We may also tap into the existing tools for Bayesian or approximate Bayesian estimation and inference. For example, the Hamiltonian Monte Carlo sampling tools offered by Stan interfaces (Stan Development Team 2016), such as rstan for R, PyStan for Python, and MatlabStan for MATLAB, may be explored and utilized. The R-package for stochastic gradient MCMC, sgmcmc, may also be considered or expanded as a computational option for large datasets. Another option is to access and improve the well-known Integrated Nested Laplace Approximations (INLA) tool in R, the R-INLA, for approximate Bayesian inference, perhaps for MGMRFs of small or modest p and a modest number of hyperparameters; see Rue et al. (2017) for a recent review on approximate Bayesian computing with INLA.

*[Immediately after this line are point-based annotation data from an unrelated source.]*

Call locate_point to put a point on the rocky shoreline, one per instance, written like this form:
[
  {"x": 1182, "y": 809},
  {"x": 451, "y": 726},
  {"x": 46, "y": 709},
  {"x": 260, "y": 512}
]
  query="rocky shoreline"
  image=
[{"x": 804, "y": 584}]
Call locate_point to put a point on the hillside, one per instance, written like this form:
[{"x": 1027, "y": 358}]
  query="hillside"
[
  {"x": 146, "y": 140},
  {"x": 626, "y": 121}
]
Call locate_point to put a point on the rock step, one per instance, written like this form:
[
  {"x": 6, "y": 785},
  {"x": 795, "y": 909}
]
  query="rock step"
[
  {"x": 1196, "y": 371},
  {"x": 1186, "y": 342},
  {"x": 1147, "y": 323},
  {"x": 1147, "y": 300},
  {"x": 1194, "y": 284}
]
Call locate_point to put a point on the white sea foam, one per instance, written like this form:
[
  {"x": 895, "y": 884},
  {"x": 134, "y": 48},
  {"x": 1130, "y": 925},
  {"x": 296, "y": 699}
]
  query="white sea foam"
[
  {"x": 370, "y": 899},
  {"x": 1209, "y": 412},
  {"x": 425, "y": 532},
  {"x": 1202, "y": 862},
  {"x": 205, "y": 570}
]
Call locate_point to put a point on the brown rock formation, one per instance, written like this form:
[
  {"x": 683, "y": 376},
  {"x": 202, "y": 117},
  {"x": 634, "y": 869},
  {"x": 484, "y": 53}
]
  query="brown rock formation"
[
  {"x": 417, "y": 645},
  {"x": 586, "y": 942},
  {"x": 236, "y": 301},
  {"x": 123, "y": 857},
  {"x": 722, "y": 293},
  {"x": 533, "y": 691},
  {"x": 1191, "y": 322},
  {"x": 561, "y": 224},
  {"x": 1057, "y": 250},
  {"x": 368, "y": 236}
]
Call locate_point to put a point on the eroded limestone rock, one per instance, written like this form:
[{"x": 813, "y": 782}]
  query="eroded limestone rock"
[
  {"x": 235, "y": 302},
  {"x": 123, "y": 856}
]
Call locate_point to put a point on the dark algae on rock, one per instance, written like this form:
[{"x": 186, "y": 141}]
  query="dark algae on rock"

Sain and Furrer comment on likelihood estimation as a means to explore and address issues concerning (i) choice of parameterization and (ii) potential impact of transformations or constraints for parameters on estimation. These and similar issues may also be explored and addressed within a Bayesian hierarchical inferential framework using efficient Bayesian tools. Nevertheless, likelihood-based estimation methods, such as the pseudolikelihood approach (Besag 1974, 1975), (penalized) maximum likelihood methods (Dempster 1977; Fessler and Hero 1995; Descombes et al. 1999; Zammit-Mangion and Rougier 2018), penalized quasi-likelihood methods (Breslow and Clayton 1993; Guha et al. 2009; Huque et al. 2018), or suitable variations, may indeed be useful options. Likelihood approaches to hierarchical MGMRF estimation typically involve (i) manipulations of sparse MGMRF precision matrices, (ii) iterative procedures, and (iii) careful and adequate quantification of estimation uncertainty (Ainsworth and Dean 2006; MacNab et al. 2004; MacNab and Lin 2009; Guha et al. 2009).

Variational inference (de Freitas et al. 2001; Kucukelbir et al. 2015, 2017; Blei et al. 2017 (a recent review); Zhang et al. 2018), composite likelihood methods (see Varin et al. 2011; Larribe and Fearnhead 2011 for recent reviews), and parallel computing (Gonzalez et al. 2011; Brown et al. 2017; Castruccio and Genton 2018) are also potential options to be explored and utilized for analyzing data on large lattices.